The reconciliation package that passed, 78-18, would increase the maximum Pell Grant and provide other student benefits while cutting subsidies to student-loan companies by more than $17 billion. But before the measure sailed through, both parties traded fire on the floor.

First, Sen. Norm Coleman (R-Minn.) fell short in his bid to block funding for reinstatement of the Fairness Doctrine, which the GOP views as a backdoor attempt to curb conservative talk radio. Senate Minority Leader Mitch McConnell (R-Ky.) then offered a nonbinding amendment aimed at putting the Senate on record against the transfer of Guantanamo Bay detainees to U.S. shores.

McConnell’s amendment said that suspected terrorists held at the controversial facility “should not be released into American society, nor should they be transferred stateside into facilities in American communities and neighborhoods.” Only three senators —Bernie Sanders (I-Vt.), Robert Byrd (D-W.Va.) and Patrick Leahy (D-Vt.) — voted against McConnell’s phrasing, which the GOP leader noted did not rule out closing the Guantanamo prison.

Sen. Jim DeMint (R-S.C.) followed with an amendment that would ensure that the secret ballot remains the sole means to conduct union elections, undercutting Democratic attempts to pass the Employee Free Choice Act, which remains a major priority of labor groups.

DeMint’s amendment fell short, 42-54, and soon afterward, Sen. Ken Salazar (D-Colo.) offered a nonbinding amendment to put the Senate on record opposing a pardon for I. Lewis “Scooter” Libby, former chief of staff to Vice President Dick Cheney.

President Bush commuted Libby’s 30-month prison sentence earlier this month, incensing Democrats and disappointing some conservative heavyweights who had sought a full pardon for Cheney’s onetime right-hand man.
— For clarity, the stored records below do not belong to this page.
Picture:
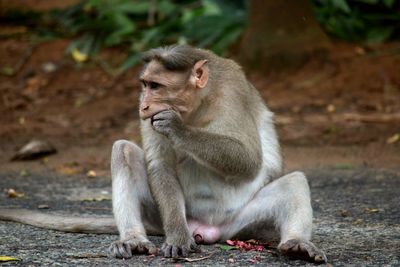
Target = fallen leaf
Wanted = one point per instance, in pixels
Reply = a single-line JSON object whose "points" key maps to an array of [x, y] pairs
{"points": [[91, 174], [194, 259], [371, 210], [33, 150], [78, 56], [242, 245], [69, 169], [96, 199], [7, 258], [24, 173], [359, 50], [393, 139], [11, 193], [344, 166], [359, 221], [331, 108], [344, 213]]}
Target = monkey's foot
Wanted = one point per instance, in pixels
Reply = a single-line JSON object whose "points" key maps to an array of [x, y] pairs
{"points": [[125, 249], [304, 250]]}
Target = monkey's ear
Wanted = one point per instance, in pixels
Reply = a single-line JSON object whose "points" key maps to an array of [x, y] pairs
{"points": [[200, 73]]}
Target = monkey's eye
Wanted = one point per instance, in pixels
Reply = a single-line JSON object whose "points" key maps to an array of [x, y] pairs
{"points": [[154, 86]]}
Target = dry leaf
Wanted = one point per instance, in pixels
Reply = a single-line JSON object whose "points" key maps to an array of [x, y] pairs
{"points": [[78, 56], [331, 108], [96, 199], [393, 139], [68, 169], [11, 193], [91, 174], [371, 210], [7, 258], [344, 213]]}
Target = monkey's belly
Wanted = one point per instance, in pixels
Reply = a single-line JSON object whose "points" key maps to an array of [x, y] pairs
{"points": [[204, 233], [209, 198]]}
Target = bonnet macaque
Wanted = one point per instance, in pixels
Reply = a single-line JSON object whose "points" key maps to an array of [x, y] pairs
{"points": [[210, 168]]}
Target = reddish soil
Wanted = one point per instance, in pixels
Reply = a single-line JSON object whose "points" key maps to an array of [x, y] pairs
{"points": [[339, 112]]}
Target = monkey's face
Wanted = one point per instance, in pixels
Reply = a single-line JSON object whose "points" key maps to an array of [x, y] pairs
{"points": [[163, 89]]}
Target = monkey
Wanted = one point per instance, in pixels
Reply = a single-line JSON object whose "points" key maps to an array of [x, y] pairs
{"points": [[210, 166]]}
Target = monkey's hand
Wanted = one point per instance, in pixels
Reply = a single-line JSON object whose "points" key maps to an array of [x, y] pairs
{"points": [[168, 123], [179, 247]]}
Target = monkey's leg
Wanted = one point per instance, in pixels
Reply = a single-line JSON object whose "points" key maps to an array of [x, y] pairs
{"points": [[286, 203], [134, 209]]}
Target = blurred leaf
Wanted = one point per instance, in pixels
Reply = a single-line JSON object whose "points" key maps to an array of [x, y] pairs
{"points": [[379, 34], [393, 139], [342, 5], [78, 56], [7, 70], [211, 8]]}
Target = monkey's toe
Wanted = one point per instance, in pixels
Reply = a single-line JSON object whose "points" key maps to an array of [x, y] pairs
{"points": [[304, 250], [125, 249], [173, 251]]}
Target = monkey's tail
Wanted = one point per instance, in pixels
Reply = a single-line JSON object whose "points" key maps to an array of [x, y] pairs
{"points": [[94, 225]]}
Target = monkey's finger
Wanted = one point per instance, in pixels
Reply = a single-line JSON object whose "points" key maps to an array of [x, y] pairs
{"points": [[120, 250], [167, 251], [195, 247], [153, 250], [166, 114], [185, 252], [175, 252], [321, 257]]}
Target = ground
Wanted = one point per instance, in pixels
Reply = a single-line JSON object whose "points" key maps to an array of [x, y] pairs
{"points": [[337, 119], [358, 226]]}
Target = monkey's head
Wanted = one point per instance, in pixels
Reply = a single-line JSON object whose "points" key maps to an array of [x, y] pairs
{"points": [[172, 78]]}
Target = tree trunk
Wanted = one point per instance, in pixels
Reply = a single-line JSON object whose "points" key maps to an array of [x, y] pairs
{"points": [[280, 35]]}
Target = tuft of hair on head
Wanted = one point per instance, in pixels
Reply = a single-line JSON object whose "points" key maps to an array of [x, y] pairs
{"points": [[175, 57]]}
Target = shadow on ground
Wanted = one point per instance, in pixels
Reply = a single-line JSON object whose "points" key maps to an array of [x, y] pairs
{"points": [[356, 210]]}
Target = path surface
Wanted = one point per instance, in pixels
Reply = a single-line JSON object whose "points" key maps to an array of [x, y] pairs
{"points": [[357, 222]]}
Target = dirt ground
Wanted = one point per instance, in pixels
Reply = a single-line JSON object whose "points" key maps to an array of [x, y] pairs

Salazar’s language noted that Bush has not ruled out a future pardon for Libby, who was found guilty of obstructing investigators looking into the administration’s leaks of CIA agent Valerie Plame Wilson’s identity.

“It would be in the best interest of this institution and the American people to stop this and not to go forward with these kinds of amendments,” Salazar said on the floor. “Regrettably, if you are going to shoot this way, we have to shoot that way.”

That amendment also failed, 47-49, and was promptly vitiated and removed from the Congressional Record by Majority Leader Harry Reid (D-Nev.).

Health, Education, Labor and Pensions Committee Chairman Edward Kennedy (D-Mass.), manager of the student-loan bill that was briefly derailed, voted against the anti-pardon language, as did Sens. Jeff Bingaman (D-N.M.), Blanche Lincoln (D-Ark.), Mark Pryor (D-Ark.) and Byrd.

Four Republicans voted alongside most Democrats in disapproval of any Libby pardon: Sens. Susan Collins (Maine), Chuck Hagel (Neb.), Olympia Snowe (Maine) and Coleman.

Bingaman opposed the pardon amendment in an effort to curtail the one-upmanship that was delaying a vote on the reconciliation bill, said his spokeswoman, Jude McCartin.

“He wanted to get to final passage of this legislation, which is extremely important to New Mexico, and he didn’t want the legislation to be held up by amendments that were blocking final passage,” McCartin said.

After the Salazar vote, McConnell released an amendment “deploring” former President Bill Clinton’s use of the commander-in-chief’s clemency power.

McConnell listed a series of Clinton pardons that he described as going “to terrorists, family members, donors, and individuals represented by family members, to public officials of his own political party, and to officials who violated laws protecting United States intelligence.” The amendment was never voted on.